Rachele Louis was born and raised in the Crown Heights section of Brooklyn, N.Y., after her parents immigrated to the U.S. from Haiti. She was introduced to architecture in junior high, when an architect visiting her school taught some classes; she and other students got to document, draw, and build a model of the 1891 Boys High School building in Bedford-Stuyvesant.
In high school, Louis considered pursuing either architecture or computer science. She took a few courses in each and “computer science didn’t fare so well,” she says. Rensselaer Polytechnic Institute (RPI) in the upstate town of Troy was recommended by one of her teachers and set her on her current trajectory.
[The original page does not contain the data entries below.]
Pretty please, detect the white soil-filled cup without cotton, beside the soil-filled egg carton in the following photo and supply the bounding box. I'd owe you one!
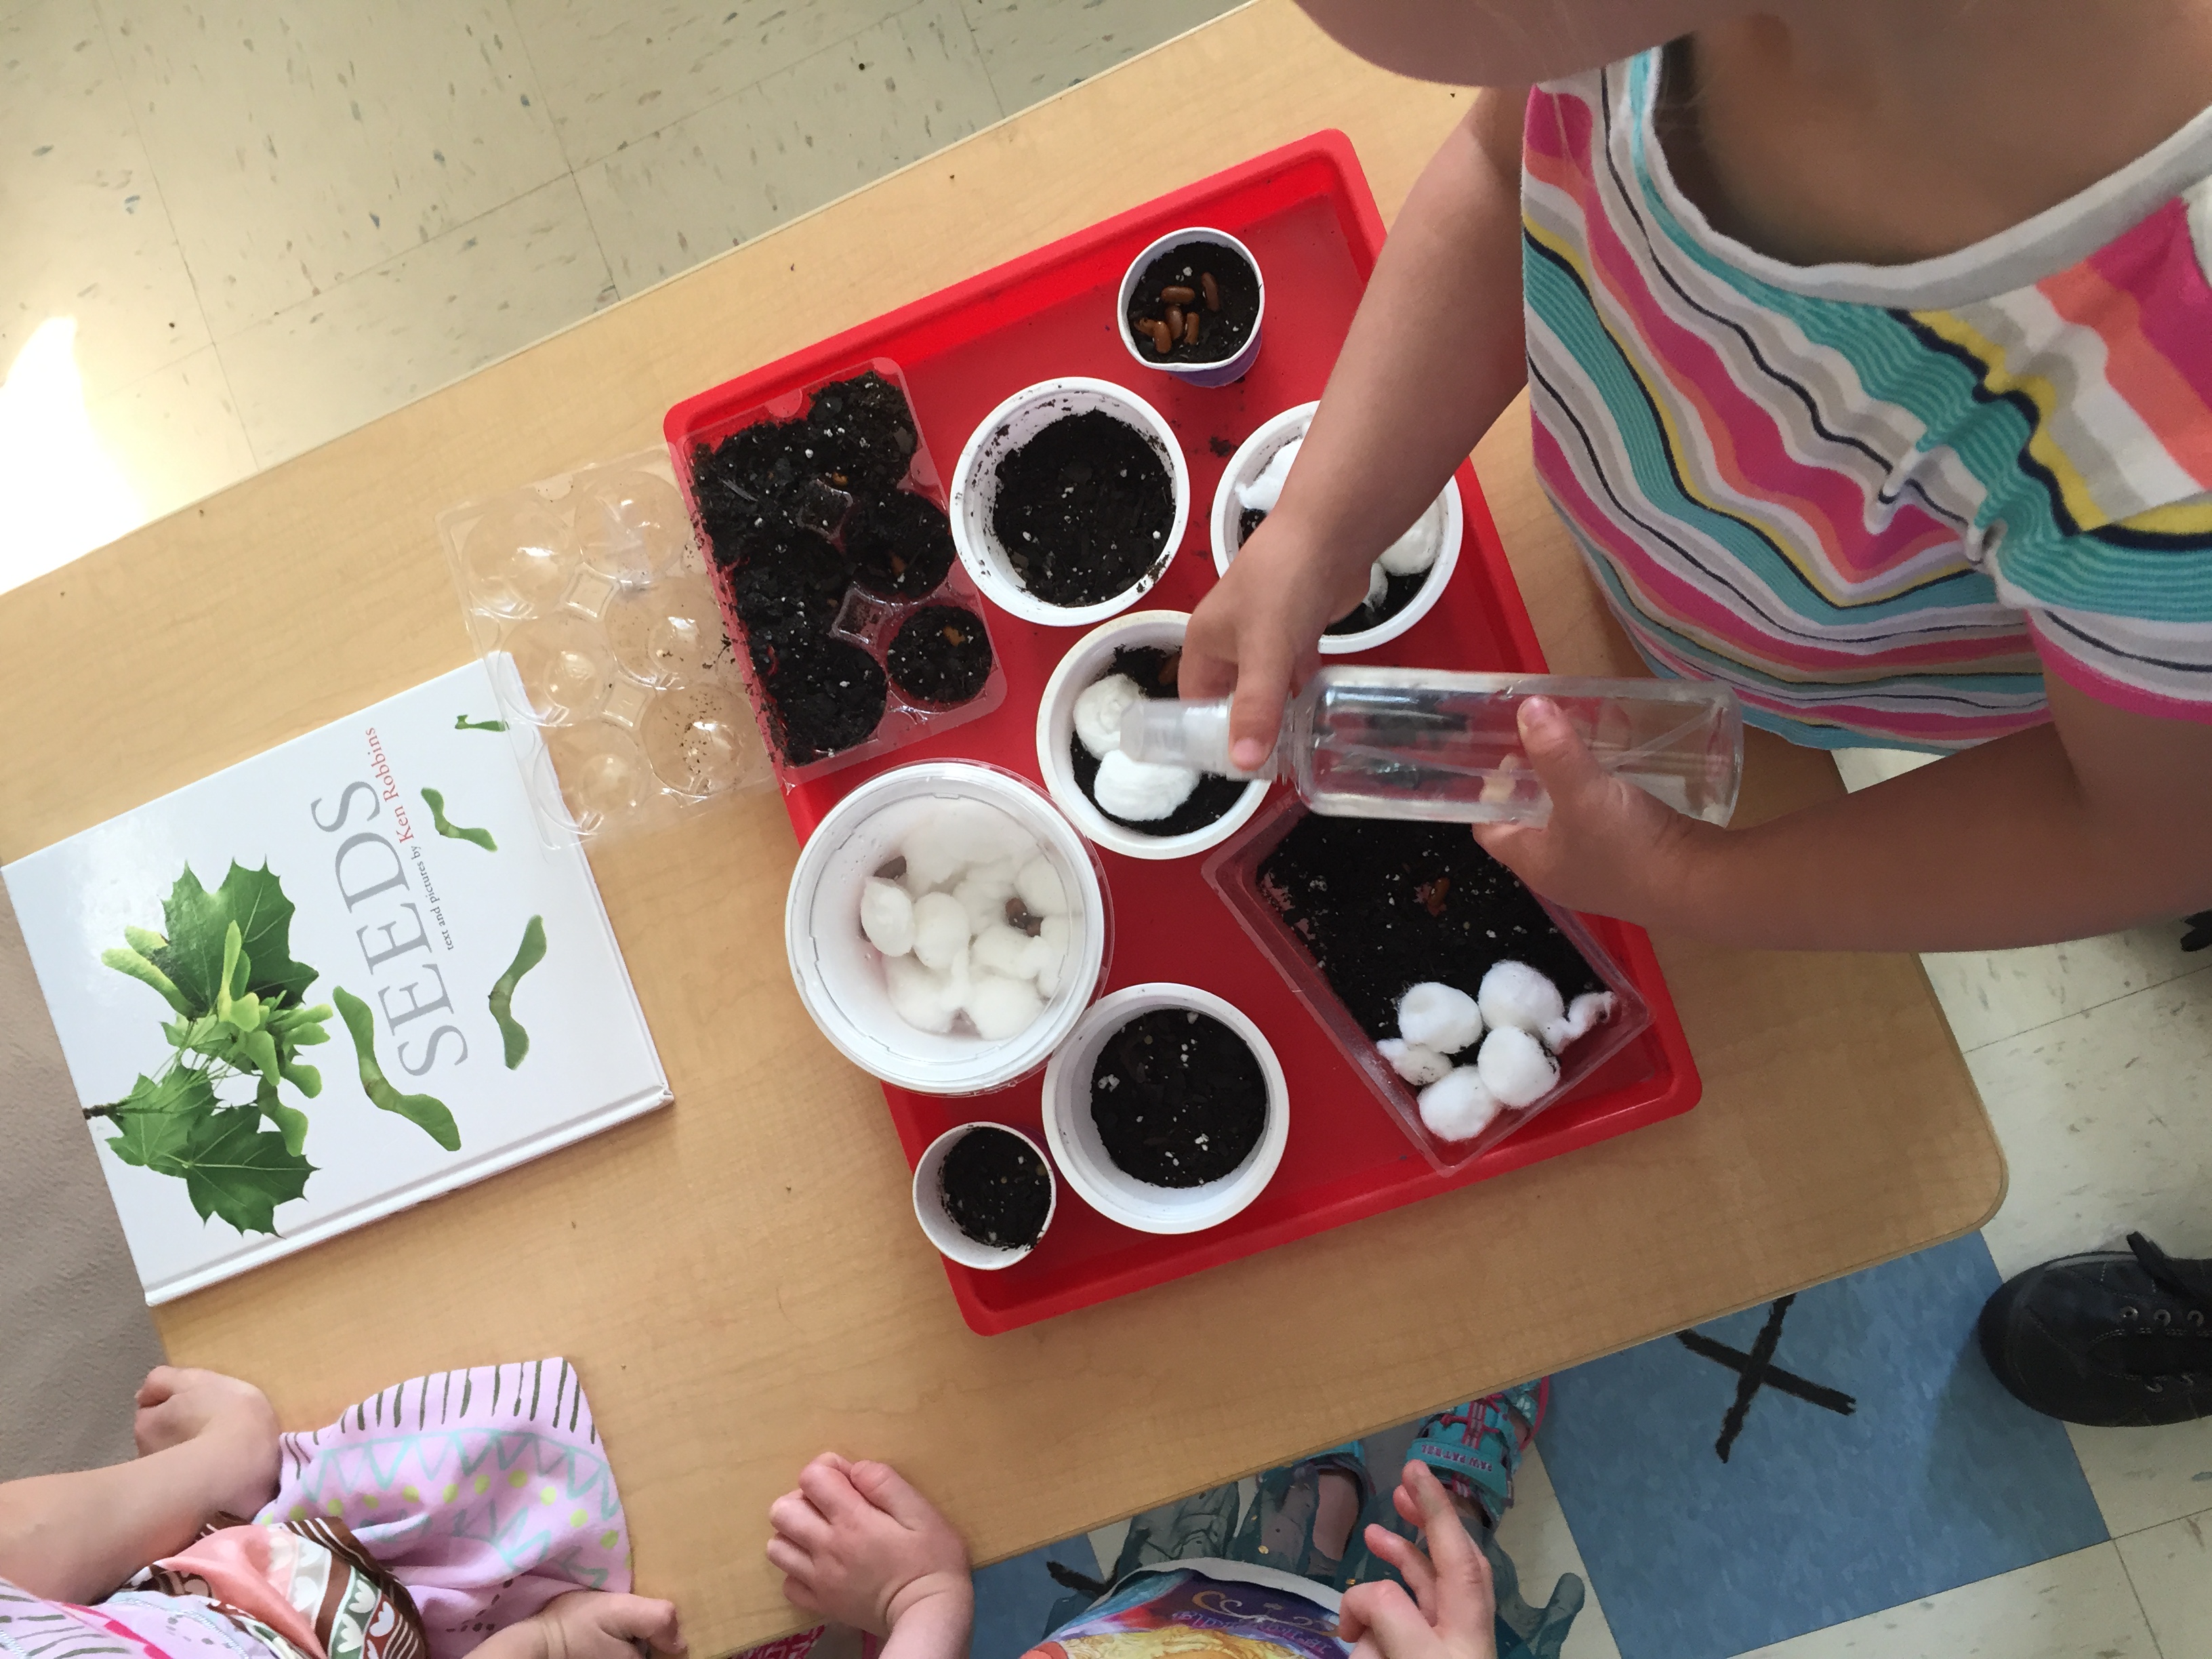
[951,378,1190,628]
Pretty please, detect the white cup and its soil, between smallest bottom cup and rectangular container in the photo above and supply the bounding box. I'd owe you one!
[1044,984,1290,1232]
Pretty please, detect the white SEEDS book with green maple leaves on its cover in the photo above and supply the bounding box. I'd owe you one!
[0,657,668,1303]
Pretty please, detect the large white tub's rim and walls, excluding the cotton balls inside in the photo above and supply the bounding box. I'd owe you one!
[783,761,1113,1095]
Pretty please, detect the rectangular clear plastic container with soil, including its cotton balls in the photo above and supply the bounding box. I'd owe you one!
[1203,798,1652,1179]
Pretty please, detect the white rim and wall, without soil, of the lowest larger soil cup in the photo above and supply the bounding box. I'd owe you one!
[1044,984,1290,1232]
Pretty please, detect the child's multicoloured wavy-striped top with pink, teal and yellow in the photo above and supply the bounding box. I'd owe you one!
[1522,51,2212,750]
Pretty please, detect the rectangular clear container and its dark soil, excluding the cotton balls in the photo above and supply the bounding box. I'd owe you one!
[1206,801,1650,1172]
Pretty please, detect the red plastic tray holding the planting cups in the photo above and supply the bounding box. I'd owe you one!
[663,133,1701,1334]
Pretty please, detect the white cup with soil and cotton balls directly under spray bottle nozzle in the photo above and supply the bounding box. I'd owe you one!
[1038,611,1267,858]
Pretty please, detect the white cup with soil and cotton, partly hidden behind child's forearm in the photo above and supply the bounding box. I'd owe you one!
[1208,403,1467,657]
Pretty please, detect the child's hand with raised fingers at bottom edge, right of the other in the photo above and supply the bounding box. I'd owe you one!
[1336,1462,1498,1659]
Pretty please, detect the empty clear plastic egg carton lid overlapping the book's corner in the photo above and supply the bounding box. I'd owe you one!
[438,449,774,845]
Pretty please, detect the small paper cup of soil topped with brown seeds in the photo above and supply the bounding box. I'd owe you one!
[1115,226,1267,387]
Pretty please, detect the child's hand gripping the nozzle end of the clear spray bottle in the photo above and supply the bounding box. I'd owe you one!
[1179,511,1367,772]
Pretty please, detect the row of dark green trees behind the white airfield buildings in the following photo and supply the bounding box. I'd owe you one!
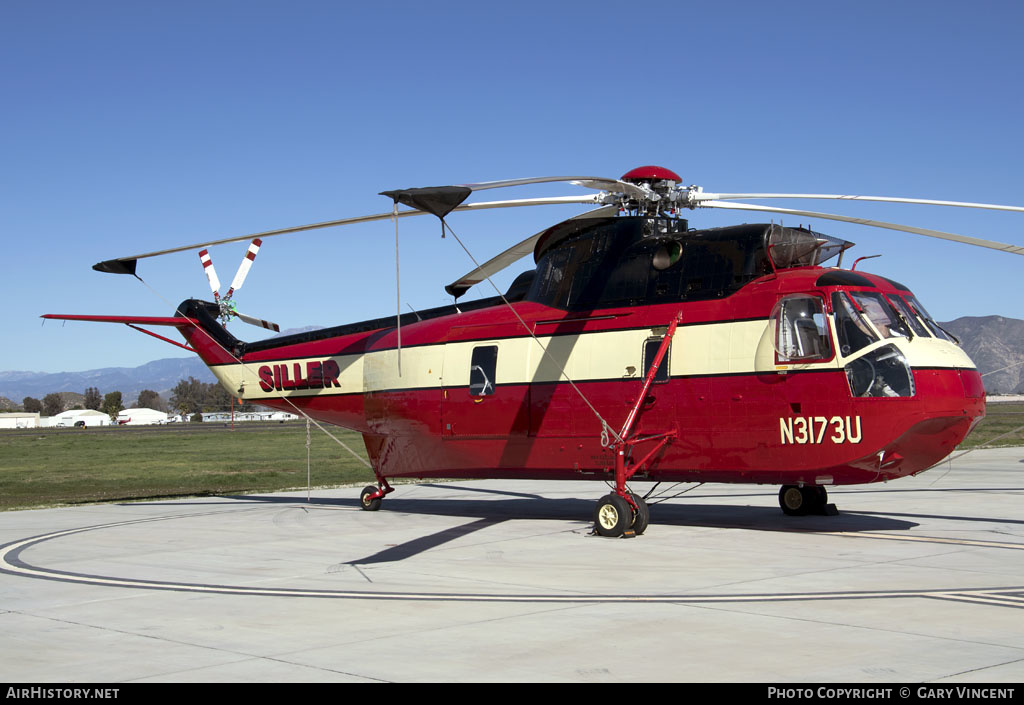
[22,377,262,419]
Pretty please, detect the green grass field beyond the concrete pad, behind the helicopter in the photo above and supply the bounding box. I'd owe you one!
[0,404,1024,510]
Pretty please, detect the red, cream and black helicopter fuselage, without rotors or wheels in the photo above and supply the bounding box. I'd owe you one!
[179,217,985,524]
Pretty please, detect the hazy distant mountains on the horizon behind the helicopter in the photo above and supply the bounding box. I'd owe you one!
[0,316,1024,408]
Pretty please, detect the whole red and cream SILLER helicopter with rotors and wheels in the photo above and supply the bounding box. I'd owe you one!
[43,166,1024,537]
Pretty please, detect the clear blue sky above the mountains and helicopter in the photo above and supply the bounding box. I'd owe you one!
[0,0,1024,372]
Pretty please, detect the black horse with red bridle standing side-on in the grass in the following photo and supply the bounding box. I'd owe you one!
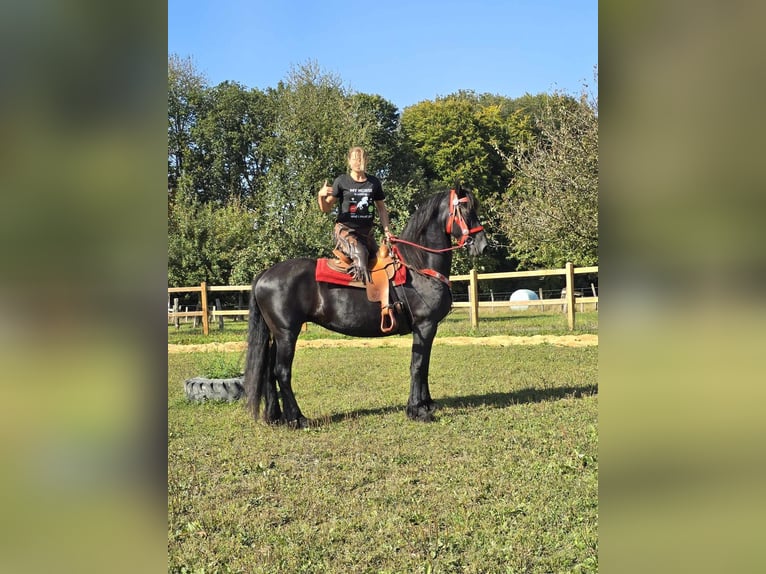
[243,185,487,427]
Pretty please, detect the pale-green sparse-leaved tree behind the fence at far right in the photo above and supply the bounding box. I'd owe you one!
[495,93,598,268]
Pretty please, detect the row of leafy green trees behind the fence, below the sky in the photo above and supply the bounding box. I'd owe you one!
[168,55,598,286]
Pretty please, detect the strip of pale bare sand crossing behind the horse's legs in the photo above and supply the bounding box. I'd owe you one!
[168,335,598,354]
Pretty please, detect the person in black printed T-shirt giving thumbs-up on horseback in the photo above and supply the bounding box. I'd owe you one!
[317,146,391,283]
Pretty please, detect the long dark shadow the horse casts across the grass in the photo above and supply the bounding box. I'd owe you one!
[310,385,598,427]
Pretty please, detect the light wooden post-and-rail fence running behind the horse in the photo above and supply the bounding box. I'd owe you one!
[168,263,598,335]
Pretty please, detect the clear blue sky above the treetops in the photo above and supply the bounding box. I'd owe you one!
[168,0,598,109]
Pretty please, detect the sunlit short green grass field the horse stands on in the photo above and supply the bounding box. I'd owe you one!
[168,314,598,573]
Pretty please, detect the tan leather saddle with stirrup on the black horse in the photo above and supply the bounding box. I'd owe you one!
[317,244,404,333]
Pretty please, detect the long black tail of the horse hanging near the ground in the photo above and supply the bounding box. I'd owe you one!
[242,277,273,419]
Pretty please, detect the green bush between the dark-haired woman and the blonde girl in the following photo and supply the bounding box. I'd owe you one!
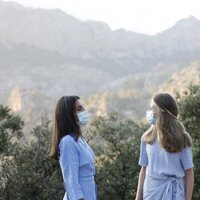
[91,113,144,200]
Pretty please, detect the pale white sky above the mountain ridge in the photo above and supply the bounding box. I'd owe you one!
[4,0,200,34]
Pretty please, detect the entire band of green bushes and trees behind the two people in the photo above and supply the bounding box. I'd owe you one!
[0,84,200,200]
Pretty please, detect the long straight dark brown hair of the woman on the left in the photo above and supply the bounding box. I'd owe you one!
[49,96,82,160]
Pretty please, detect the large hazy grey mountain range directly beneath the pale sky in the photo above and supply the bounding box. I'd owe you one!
[0,0,200,123]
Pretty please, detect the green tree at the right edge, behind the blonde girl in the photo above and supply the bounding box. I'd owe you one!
[177,84,200,200]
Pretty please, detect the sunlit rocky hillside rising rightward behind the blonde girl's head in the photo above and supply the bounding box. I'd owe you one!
[84,62,200,122]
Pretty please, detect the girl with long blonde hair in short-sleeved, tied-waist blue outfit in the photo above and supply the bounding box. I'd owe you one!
[136,94,194,200]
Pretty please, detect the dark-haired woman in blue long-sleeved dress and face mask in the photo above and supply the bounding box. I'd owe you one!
[50,96,97,200]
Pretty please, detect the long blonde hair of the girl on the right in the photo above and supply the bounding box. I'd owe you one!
[142,93,192,153]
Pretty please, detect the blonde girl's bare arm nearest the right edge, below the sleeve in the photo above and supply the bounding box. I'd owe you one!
[185,168,194,200]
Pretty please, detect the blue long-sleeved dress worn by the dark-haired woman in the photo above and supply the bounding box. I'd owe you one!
[59,134,97,200]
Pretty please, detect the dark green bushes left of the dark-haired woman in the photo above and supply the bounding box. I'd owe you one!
[0,107,64,200]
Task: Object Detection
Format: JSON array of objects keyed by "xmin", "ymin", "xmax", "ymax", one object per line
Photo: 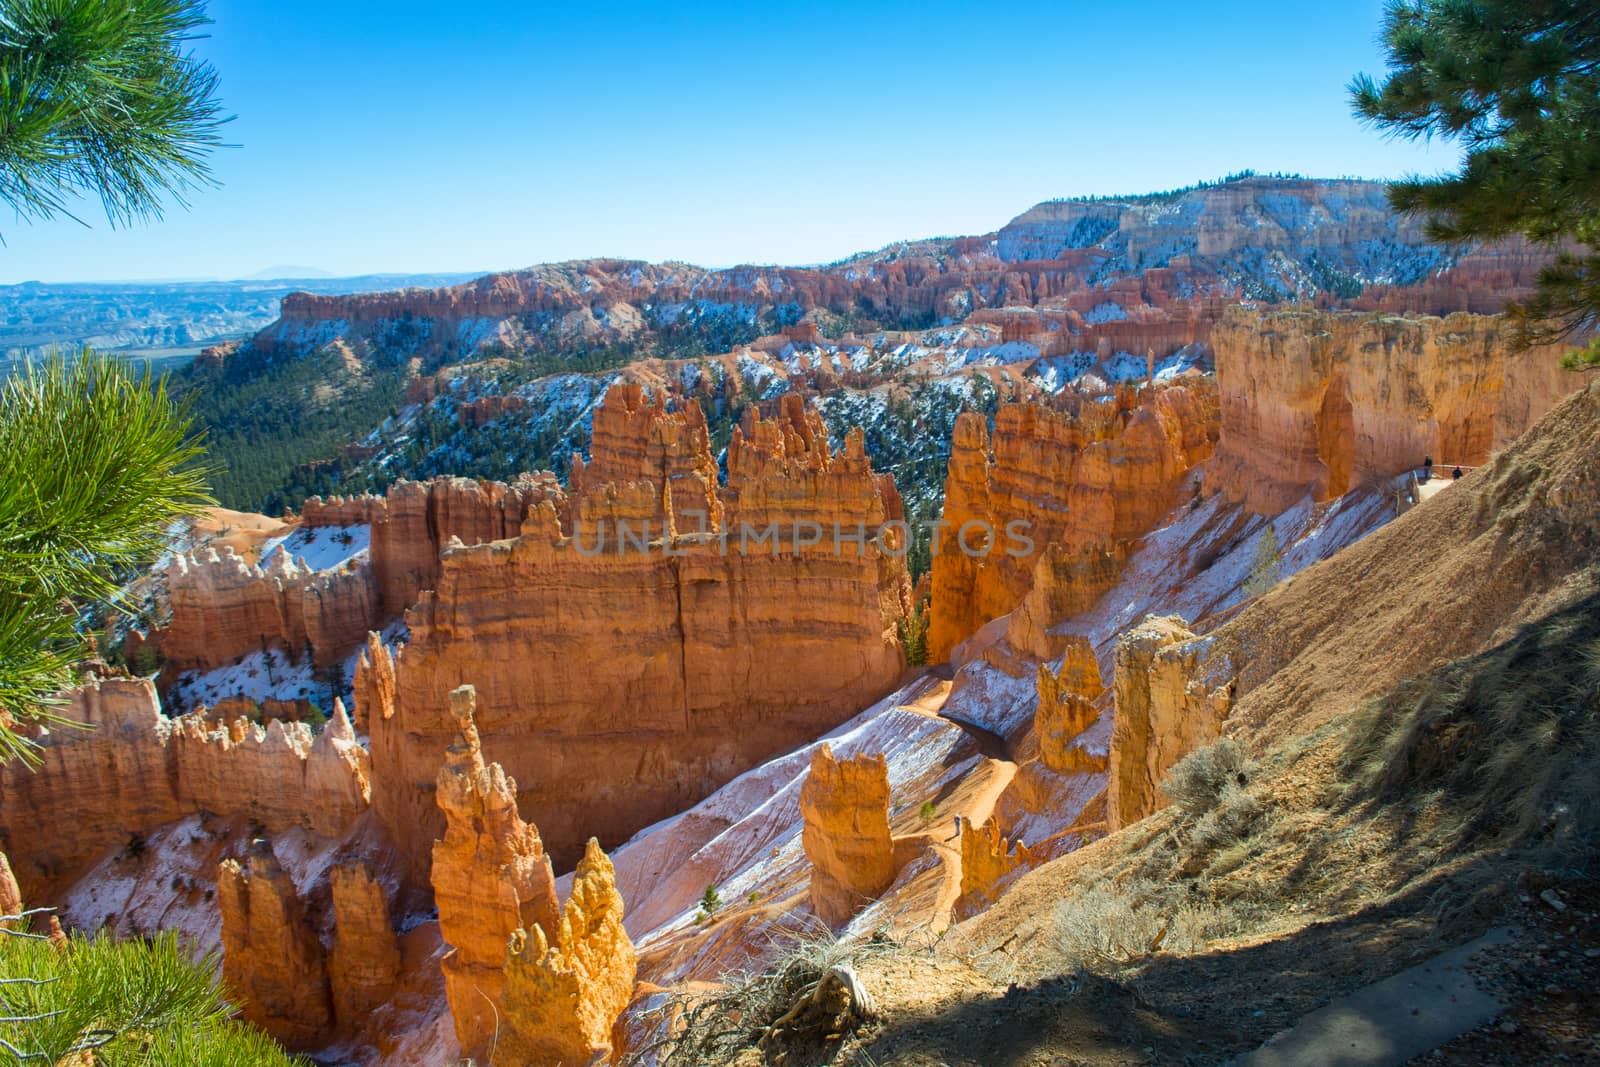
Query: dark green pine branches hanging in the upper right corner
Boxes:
[{"xmin": 1350, "ymin": 0, "xmax": 1600, "ymax": 365}]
“First year was really out there,” she recalls. The class did “dumpster diving projects” where they repurposed materials and created things out of garbage. “It’s not architecture,” she says, “but then you realize—yeah, it is.” She worked two summers for small, design-oriented offices in Manhattan, where her duties ranged from cleaning up the library to working on construction drawings. This past summer, she interned at Gensler’s New York office as a winner of the Gensler African-American Internship and Scholarship. She gained additional experience by working in the firm’s commercial building studio.
Following graduation this coming May, Louis hopes to expand her horizons by moving west, perhaps to San Francisco (where her Gensler contacts might prove useful). Three years of internship, licensure, and then graduate school for urban planning: “That’s my five-year plan,” she says.